PURPOSE: Tamoxifen, which is actually the gold standard adjuvant treatment in estrogen receptor-positive early breast cancer, is associated with an increased risk of endometrial cancer and other life-threatening events. Moreover, many women relapse during or after tamoxifen therapy because of the development of resistance. Therefore new approaches are required. PATIENTS AND METHODS: We conducted a prospective randomized trial to test the efficacy of switching postmenopausal patients who were already receiving tamoxifen to the aromatase inhibitor anastrozole. After 2 to 3 years of tamoxifen treatment, patients were randomly assigned either to receive anastrozole 1 mg/d or to continue receiving tamoxifen 20 mg/d, for a total duration of treatment of 5 years. Disease-free survival was the primary end point. Event-free survival, overall survival, and safety were secondary end points.

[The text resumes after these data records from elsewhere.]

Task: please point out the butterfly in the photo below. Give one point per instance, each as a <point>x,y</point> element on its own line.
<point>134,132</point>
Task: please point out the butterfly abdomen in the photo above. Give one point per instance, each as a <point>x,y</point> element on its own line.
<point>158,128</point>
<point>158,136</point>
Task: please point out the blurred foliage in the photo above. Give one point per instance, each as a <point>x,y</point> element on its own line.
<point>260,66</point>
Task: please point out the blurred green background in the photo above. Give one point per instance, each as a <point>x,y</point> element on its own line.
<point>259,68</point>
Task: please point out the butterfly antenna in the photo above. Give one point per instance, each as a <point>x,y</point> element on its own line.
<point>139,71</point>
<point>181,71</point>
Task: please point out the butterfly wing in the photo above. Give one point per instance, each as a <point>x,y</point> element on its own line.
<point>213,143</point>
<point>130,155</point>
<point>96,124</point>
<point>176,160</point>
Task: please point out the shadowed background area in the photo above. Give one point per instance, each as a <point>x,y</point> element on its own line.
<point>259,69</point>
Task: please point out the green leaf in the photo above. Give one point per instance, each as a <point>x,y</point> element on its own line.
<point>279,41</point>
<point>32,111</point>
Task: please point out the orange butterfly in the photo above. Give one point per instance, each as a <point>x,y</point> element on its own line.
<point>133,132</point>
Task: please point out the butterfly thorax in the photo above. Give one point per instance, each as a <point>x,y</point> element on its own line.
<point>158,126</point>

RESULTS: Four hundred forty-eight patients were enrolled. All women had node-positive, estrogen receptor-positive tumors. At a median follow-up time of 36 months, 45 events had been reported in the tamoxifen group compared with 17 events in the anastrozole group (P = .0002). Disease-free and local recurrence-free survival were also significantly longer in the anastrozole group (hazard ratio [HR] = 0.35; 95% CI, 0.18 to 0.68; P = .001 and HR = 0.15; 95% CI, 0.03 to 0.65; P = .003, respectively). Overall, more adverse events were recorded in the anastrozole group compared with the tamoxifen group (203 v 150, respectively; P = .04). However, more events were life threatening or required hospitalization in the tamoxifen group than in the anastrozole group (33 of 150 events v 28 of 203 events, P = .04). CONCLUSION: Switching to anastrozole after the first 2 to 3 years of treatment is well tolerated and significantly improves event-free and recurrence-free survival in postmenopausal patients with early breast cancer.

Switching to an aromatase inhibitor provides mortality benefit in early breast carcinoma: pooled analysis of 2 consecutive trials.

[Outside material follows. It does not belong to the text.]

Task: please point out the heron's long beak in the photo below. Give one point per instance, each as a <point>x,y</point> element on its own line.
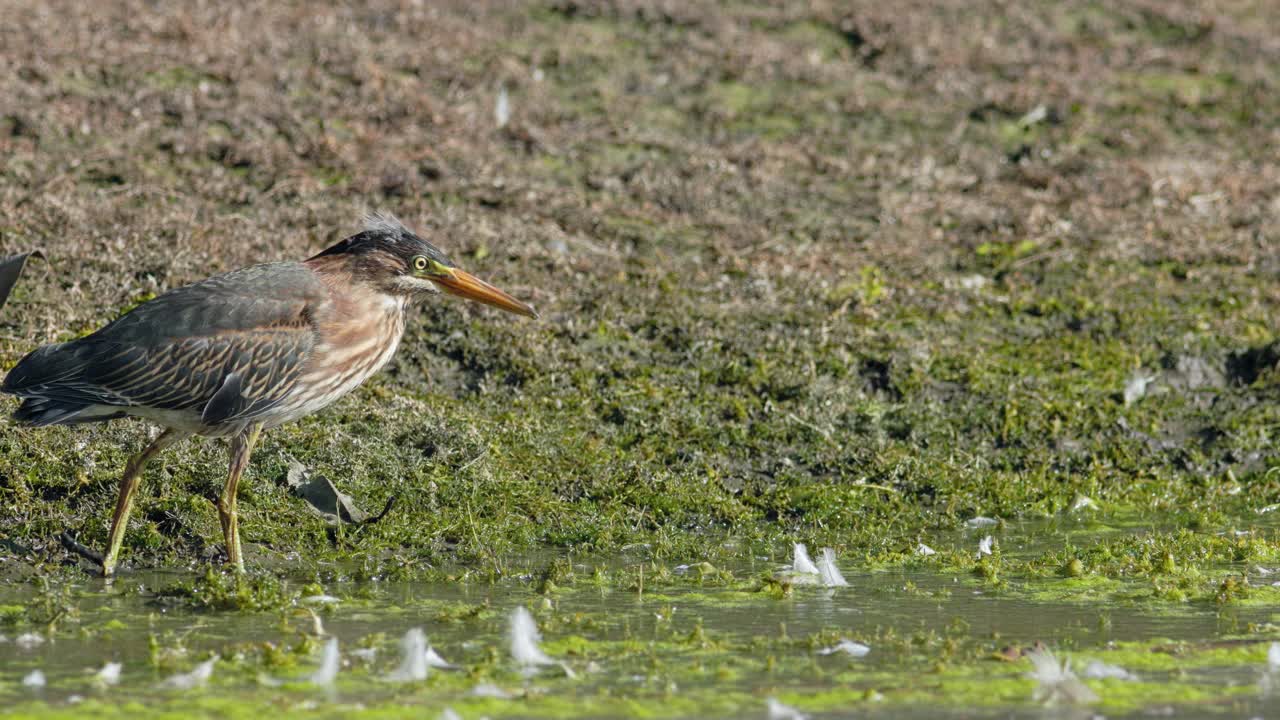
<point>465,285</point>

BACKGROUND: The superiority of new generation aromatase inhibitors over tamoxifen in the adjuvant treatment of early breast carcinoma has emerged from several randomized trials. However, until now not all previous studies have shown a mortality benefit. METHODS: A pooled analysis of 2 prospective multicentric trials, sharing the same study design and nearly identical inclusion criteria, was performed. In both trials, women treated previously with tamoxifen for 2 or 3 years were randomly assigned to either continuing tamoxifen for an additional 2 or 3 years or to having their treatment switched to aminoglutethimide or anastrozole for a comparable time period. Mortality was analyzed according to allocated treatment and other patient and tumor variables. RESULTS: In all, 828 postmenopausal women, mostly with estrogen receptor (ER)-positive and node-positive tumors who had been monitored for a median time of 78 months (range, 6-141 months) were analyzed. Of these women, 415 were randomly selected to continue tamoxifen and 413 switched to aminoglutethimide or anastrozole. All-cause mortality and breast cancer-specific mortality were significantly improved by the switch: all-cause mortality: hazard ratio (HR) = 0.61 (0.42-0.88) P = .007; breast cancer-specific mortality: HR = 0.61 (0.39-0.94) P = .025. No increase was recorded in breast cancer-unrelated mortality in women after switching. Multivariate analysis showed that patient age, tumor size, allocated treatment, and nodal status, in that order, were independent mortality predictors. CONCLUSIONS: Switching to an aromatase inhibitor after 2 or 3 years of tamoxifen therapy significantly improves survival compared with continuing 2 or 3 years of additional tamoxifen treatment.